Regulations vary among the countries and different country-specific procedures are needed to authorize a clinical trial. The two main requirements are regulatory authorization and ethics committee approval. In some countries, sponsors can pursue both simultaneously; in others, there is a sequential approval process.

The regulatory approval process takes approximately three to six months. Sponsors who do not know how to navigate each country’s system may experience longer timelines. Also, in many countries, it is difficult to obtain approvals for studies that include placebos. Establishing good relationships with regulatory authorities is key to shortening clinical development and approval times (reference Figure 1).

Figure 1: Regulatory Timelines in Latin America

no,

Import/export procedures can seem daunting. A drug import permit is required and the process is fairly complex. Although some sponsors are concerned about shipping drugs to Latin America because they are not familiar with the process, this is not a problem for someone who understands and complies with local regulations.

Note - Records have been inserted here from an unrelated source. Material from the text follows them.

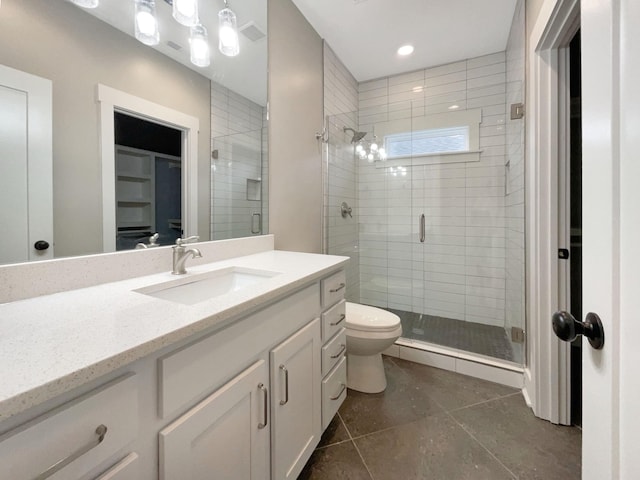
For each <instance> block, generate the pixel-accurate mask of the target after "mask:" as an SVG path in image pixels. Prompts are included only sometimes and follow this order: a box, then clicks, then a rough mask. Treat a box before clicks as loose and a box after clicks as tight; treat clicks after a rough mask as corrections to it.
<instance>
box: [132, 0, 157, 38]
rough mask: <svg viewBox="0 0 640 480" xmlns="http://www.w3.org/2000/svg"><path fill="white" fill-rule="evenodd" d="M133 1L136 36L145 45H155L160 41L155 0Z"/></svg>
mask: <svg viewBox="0 0 640 480" xmlns="http://www.w3.org/2000/svg"><path fill="white" fill-rule="evenodd" d="M135 2H136V10H135V11H136V13H135V34H136V38H137V39H138V40H140V41H141V42H142V43H144V44H145V45H150V46H152V45H157V44H158V43H160V32H159V31H158V19H157V18H156V2H155V0H135Z"/></svg>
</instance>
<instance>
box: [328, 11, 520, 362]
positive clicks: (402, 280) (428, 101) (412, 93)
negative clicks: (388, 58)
mask: <svg viewBox="0 0 640 480" xmlns="http://www.w3.org/2000/svg"><path fill="white" fill-rule="evenodd" d="M514 23H515V22H514ZM512 37H514V38H512V39H510V43H509V48H508V49H507V51H504V52H497V53H495V54H492V55H486V56H482V57H478V58H475V59H469V60H463V61H460V62H456V63H453V64H448V65H444V66H440V67H435V68H429V69H425V70H420V71H417V72H412V73H409V74H405V75H399V76H396V77H389V78H383V79H379V80H374V81H370V82H364V83H360V84H359V85H358V110H357V111H353V112H348V113H343V114H338V115H331V116H329V117H327V119H326V121H327V134H328V142H327V144H326V149H325V152H326V162H327V170H326V172H327V174H326V195H325V209H326V210H325V213H326V217H325V218H326V222H325V223H326V229H325V233H326V239H325V246H326V248H325V250H326V251H327V252H328V253H331V254H338V255H348V256H350V257H351V262H350V264H349V266H348V276H349V278H348V285H349V290H348V291H347V298H348V299H349V300H351V301H355V302H359V303H362V304H368V305H374V306H378V307H382V308H385V309H388V310H391V311H393V312H394V313H396V314H398V315H399V316H400V318H401V320H402V325H403V330H404V333H403V337H402V338H401V339H400V340H399V342H400V343H401V344H402V343H403V342H404V343H405V344H411V345H412V346H420V345H438V346H440V347H445V348H450V349H454V350H456V351H465V352H472V353H474V354H477V355H481V356H486V357H492V358H494V359H499V360H502V361H507V362H514V363H519V364H521V363H522V362H523V360H524V359H523V355H524V351H523V350H524V349H523V346H524V344H523V336H524V330H525V321H524V261H525V259H524V147H523V144H524V119H523V118H522V117H521V115H520V114H519V110H518V107H517V106H514V107H513V110H514V111H513V115H512V107H511V105H512V104H519V103H522V102H523V95H524V88H523V80H524V78H523V75H524V60H523V55H524V48H523V47H524V44H523V42H521V38H522V39H523V38H524V36H523V33H522V32H521V31H520V30H518V31H516V32H515V33H514V32H512ZM345 205H346V206H347V208H345Z"/></svg>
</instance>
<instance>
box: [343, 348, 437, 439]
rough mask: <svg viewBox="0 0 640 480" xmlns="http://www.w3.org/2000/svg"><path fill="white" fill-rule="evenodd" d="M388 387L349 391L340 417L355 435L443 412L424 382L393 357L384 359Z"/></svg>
mask: <svg viewBox="0 0 640 480" xmlns="http://www.w3.org/2000/svg"><path fill="white" fill-rule="evenodd" d="M384 366H385V372H386V374H387V389H386V390H385V391H384V392H382V393H378V394H369V393H360V392H356V391H353V390H349V392H348V394H347V399H346V400H345V402H344V403H343V404H342V407H340V416H341V417H342V420H343V421H344V423H345V426H346V427H347V429H348V430H349V432H350V433H351V436H352V437H354V438H355V437H358V436H361V435H366V434H368V433H373V432H377V431H380V430H383V429H386V428H390V427H395V426H397V425H402V424H405V423H409V422H413V421H415V420H419V419H421V418H424V417H425V416H427V415H431V414H435V413H440V412H442V411H443V409H442V407H440V406H439V405H438V403H437V402H436V401H435V400H433V399H432V398H431V397H430V396H429V395H428V393H429V392H428V388H426V384H425V383H424V382H418V381H416V379H415V378H414V377H413V375H409V374H408V373H407V372H405V371H403V369H402V368H400V367H399V366H398V365H397V364H396V363H394V362H393V361H392V360H391V359H390V358H386V359H385V362H384Z"/></svg>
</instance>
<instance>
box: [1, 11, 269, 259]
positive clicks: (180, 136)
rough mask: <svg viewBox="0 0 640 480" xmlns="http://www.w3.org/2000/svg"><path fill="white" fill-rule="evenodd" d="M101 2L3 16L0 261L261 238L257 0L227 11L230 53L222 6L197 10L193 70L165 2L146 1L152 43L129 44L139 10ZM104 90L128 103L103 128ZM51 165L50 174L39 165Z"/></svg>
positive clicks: (52, 256) (181, 30) (12, 13)
mask: <svg viewBox="0 0 640 480" xmlns="http://www.w3.org/2000/svg"><path fill="white" fill-rule="evenodd" d="M97 3H98V7H97V8H92V9H85V8H81V7H79V6H77V5H74V4H73V3H72V2H70V1H67V0H4V1H2V4H1V5H0V160H2V161H1V162H0V177H1V179H0V190H2V191H3V194H2V195H3V196H2V197H1V198H2V204H1V205H0V227H1V229H2V231H3V237H4V238H3V240H2V244H1V245H2V248H0V250H1V251H2V252H4V253H3V254H1V255H0V264H7V263H18V262H22V261H28V260H38V259H46V258H53V257H56V258H60V257H68V256H76V255H85V254H95V253H103V252H108V251H115V250H120V249H128V248H134V247H135V246H136V244H138V243H141V242H142V243H146V242H147V238H148V236H150V235H151V234H153V233H155V232H158V233H159V237H160V238H159V239H158V242H159V243H160V244H161V245H169V244H171V243H173V241H174V240H175V238H176V237H177V236H179V235H182V234H198V235H199V236H200V238H201V239H202V240H208V239H224V238H233V237H244V236H249V235H259V234H261V233H266V232H267V231H268V205H267V202H266V199H267V197H268V193H267V191H266V189H267V184H268V181H267V178H266V175H267V172H268V153H267V142H266V138H267V134H266V126H267V122H266V105H267V30H266V28H267V0H242V1H237V2H229V4H228V6H229V8H231V10H233V12H234V13H235V15H236V18H237V26H238V32H239V34H238V38H239V45H240V52H239V54H238V55H236V56H225V55H223V54H222V53H221V52H220V50H219V48H218V38H219V37H218V30H219V27H218V12H219V11H220V10H222V9H224V8H225V2H224V0H211V1H206V2H205V1H202V0H201V1H200V2H199V17H200V23H201V24H202V25H203V26H204V27H205V28H206V29H207V33H208V43H209V45H210V52H211V55H210V60H211V61H210V65H209V66H206V67H200V66H195V65H194V64H193V63H192V62H191V55H190V41H189V36H190V28H189V27H185V26H183V25H181V24H179V23H178V22H177V21H176V20H175V19H174V18H173V16H172V5H171V3H172V2H170V1H167V0H156V1H155V15H156V18H157V21H158V29H159V36H160V38H159V43H158V44H157V45H155V46H148V45H145V44H143V43H141V42H140V41H138V40H137V39H136V38H135V36H134V15H135V3H136V2H135V0H99V2H97ZM32 83H33V86H32V85H31V84H32ZM27 86H28V88H27ZM105 91H107V92H118V93H119V94H121V95H122V96H124V98H132V99H135V101H133V102H132V103H129V105H134V106H133V107H127V106H125V107H122V106H120V105H119V104H118V103H117V102H116V103H113V110H112V111H110V112H109V117H108V118H107V117H105V110H104V108H102V110H101V106H102V107H104V105H103V104H104V103H105V102H104V99H103V98H101V95H103V96H104V93H102V94H101V92H105ZM47 95H48V96H49V98H50V100H47ZM37 100H41V101H42V103H43V105H45V107H43V109H41V111H40V112H39V115H40V116H41V117H42V118H41V120H38V121H36V120H37V119H38V116H37V115H36V112H34V111H31V110H29V108H32V109H33V108H34V107H33V105H36V104H37ZM47 102H48V104H49V105H50V106H51V107H49V108H50V110H49V111H48V112H47V111H46V110H47V109H46V105H47ZM139 104H140V105H143V106H144V105H147V106H149V105H151V106H152V107H153V108H151V110H146V111H137V110H136V107H135V105H139ZM141 110H144V108H142V109H141ZM155 111H160V112H170V113H172V114H175V115H176V116H174V117H171V116H169V118H179V119H180V118H187V119H189V121H193V122H192V123H190V125H196V126H197V127H193V128H192V130H193V131H190V130H189V128H186V127H184V125H183V124H182V123H181V122H172V121H171V120H164V119H163V118H160V117H161V115H159V116H156V115H155V114H153V113H149V112H155ZM47 118H48V120H47ZM110 122H111V123H110ZM47 123H48V124H49V126H47ZM187 123H188V122H187ZM105 128H106V129H107V131H109V132H110V135H105V133H104V132H105ZM47 129H48V130H49V131H48V132H47ZM195 130H197V131H195ZM189 135H191V137H190V138H189ZM38 137H40V139H41V140H42V141H41V144H38V143H37V142H36V143H34V139H35V138H38ZM105 142H107V143H109V144H110V146H109V148H105ZM47 149H48V152H47ZM105 152H107V153H105ZM109 152H111V153H109ZM47 155H48V156H49V158H50V161H49V166H47V165H46V164H45V165H44V166H42V165H39V164H37V163H36V160H35V159H34V158H35V157H38V158H42V157H47ZM105 155H106V156H105ZM189 155H191V158H192V162H191V163H189V162H188V160H189V159H188V157H189ZM45 163H46V162H45ZM109 165H110V166H109ZM48 177H50V179H47V178H48ZM35 205H38V206H39V207H42V208H41V209H40V210H45V211H46V210H47V207H48V209H49V210H50V215H52V219H51V220H47V214H46V212H45V213H42V212H41V211H38V212H35V213H31V211H30V208H31V207H33V206H35ZM177 205H178V206H177ZM189 209H190V210H189ZM51 212H52V213H51ZM47 223H49V225H47ZM47 229H49V230H50V231H51V233H47ZM47 235H50V237H48V238H47ZM39 240H42V241H44V242H45V243H47V244H49V248H44V247H45V245H44V244H43V243H39V244H38V245H36V244H37V243H38V241H39ZM10 250H11V251H12V252H13V253H11V254H9V253H7V252H9V251H10Z"/></svg>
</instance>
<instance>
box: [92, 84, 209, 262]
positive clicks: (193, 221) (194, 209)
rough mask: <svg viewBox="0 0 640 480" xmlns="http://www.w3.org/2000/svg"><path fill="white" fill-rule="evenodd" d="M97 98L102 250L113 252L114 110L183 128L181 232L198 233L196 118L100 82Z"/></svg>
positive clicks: (114, 221) (182, 142) (115, 236)
mask: <svg viewBox="0 0 640 480" xmlns="http://www.w3.org/2000/svg"><path fill="white" fill-rule="evenodd" d="M97 100H98V105H99V115H100V164H101V166H102V244H103V251H104V252H105V253H107V252H115V251H116V164H115V158H116V150H115V131H114V113H115V112H121V113H126V114H127V115H131V116H133V117H137V118H140V119H142V120H146V121H149V122H153V123H158V124H160V125H165V126H167V127H171V128H175V129H177V130H181V131H182V155H181V156H182V221H183V232H184V233H183V235H184V236H192V235H197V234H198V132H199V129H200V121H199V119H197V118H196V117H192V116H190V115H187V114H185V113H182V112H179V111H177V110H173V109H171V108H168V107H165V106H163V105H159V104H157V103H154V102H150V101H148V100H145V99H143V98H140V97H136V96H135V95H131V94H128V93H125V92H122V91H120V90H116V89H115V88H111V87H108V86H106V85H102V84H98V91H97Z"/></svg>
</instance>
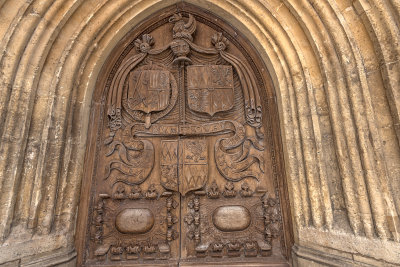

Some sites lack good infrastructure for electronic data capture. This is an issue in many developing countries. It is important to ensure that appropriate systems are in place prior to study startup.

Requirements for informed consent forms (ICFs) can be stringent. Sponsors who do not understand local requirements often run into problems with ICFs. The forms must be customized to meet regulations in each country. ICFs for trials that involve complex medical procedures are especially demanding; regulators expect them to be understandable to patients of all education levels. Therefore, forms should be prepared in simple language.

Some studies raise cultural issues. Sponsors must understand the culture before planning a trial in Latin America. For instance, most of the region’s population is Catholic, therefore, some elements that may be required by a trial – such as information about sexual behavior – are considered inappropriate and could cause a study application to be rejected. Sponsors are advised to research a country’s taboos prior to submitting a study application.

Industry experts recommend that pharmaceutical and biotech companies interested in sponsoring clinical trials in the region seek a partner with expertise in navigating the local regulatory, medical and cultural climate. Sponsors who invest time in appropriate preparation and resources usually discover they can conduct quality clinical trials more efficiently in Latin America.

Key References:

1. Outlook 2008. Tufts Center for the Study of Drug Development.
2. Gambrill, Sara. Hot Latin American Clinical Research Market Will Moderate. The Center Watch Monthly.